Stale-while-revalidate with icon history
6 commits in 40 minutes. Each one building on the previous.
Zero to Production in an Afternoon
By the end of Day 1 the service had:
- Favicon fetching with multiple discovery strategies
- SQLite caching with stale-while-revalidate refresh
- SSRF protection (blocking private IP ranges, loopback, link-local)
- Two-tier rate limiting (aggressive on fetch, generous on serving cached icons)
- A batch endpoint that accepts up to 100,000 domains
- Cloudflare R2 CDN for serving icons via redirect
- A branded UI with the warm, earthy favicon.dog design
- GitHub Actions deploy pipeline to a DigitalOcean droplet
- 10,000 domains pre-loaded
25 commits. One afternoon.
The Process
The thing that surprised me most wasn’t the speed. It was how natural the workflow felt.

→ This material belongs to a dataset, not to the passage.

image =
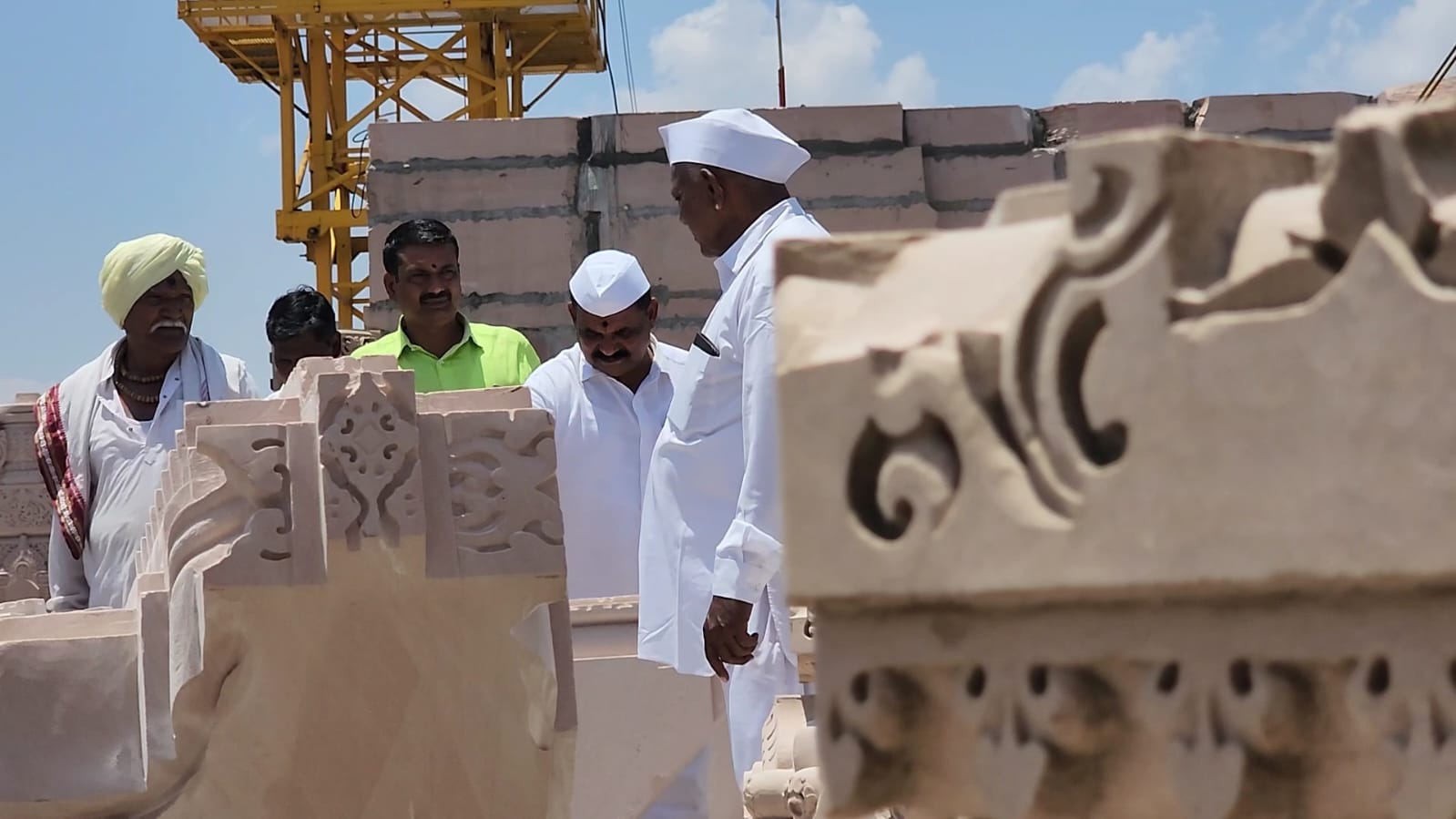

Conversations as Architecture
The best design decisions came from open-ended questions. Not “implement X” but “what do you think about X?” Shelley would assess the situation, propose options, and we’d land on something together.
What are the current protections?
Audited the codebase, found missing SSRF protection
I expect people will embed these URLs in their front end, so a private API key won't work
Two-tier rate limit design
Would it be better if I used Cloudflare instead?
CDN migration from DO Spaces to R2
That SSRF one is a good example. I didn’t know I had a gap. I just asked “what are the current protections?” and Shelley audited the whole codebase, identified the missing coverage, and implemented it. The question surfaced the problem.
The Persistent VM Changes Everything
exe.dev gives you a VM that sticks around. Shelley runs on it, builds on it, deploys from it. There’s no “works on my machine” because we’re literally on the same machine.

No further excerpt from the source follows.